Now that you’ve created a solid business plan and are ready to form an LLC (limited liability company), how do choose the right name for your business? The author suggests that for the small business owner, a good place to start is choosing a name that reflects the products and/or services you provide, and is easy for your potential customers to spell and pronounce. Other tips include making your name memorable, avoiding geographic names that (if you plan to expand into other areas), and doing a business and website domain search to determine if your name is available. He further discusses how to avoid registered trademark issues, as well as tips for getting trademark protection for your business name and logo.

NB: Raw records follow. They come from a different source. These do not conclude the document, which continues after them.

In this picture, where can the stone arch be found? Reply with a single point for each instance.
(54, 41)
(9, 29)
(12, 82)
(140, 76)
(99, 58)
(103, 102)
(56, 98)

The author of the book Dear Founder: Letters of Advice for Anyone Who Owns, Leads, Or Wants to Start a Business starts his article by noting the reality that more startups that fail than succeed: “Whether it’s a hiring misstep, a botched product launch, or a company that never gains traction,” startup founders face all kinds of failures, but what really matters is how they deal with it. He relates that as an investor, he’s seen failure addressed in two extremely different ways — those who try to rationalize their failure and those who take responsibility for it – and states that those who own the outcome and the mistakes that led to it are the ones that won’t repeat their missteps. He then details “how you can bounce back from failure with grace and dignity,” from getting out of “the gray zone” of indecisiveness when you see your startup going downhill to turning your focus to “now what?”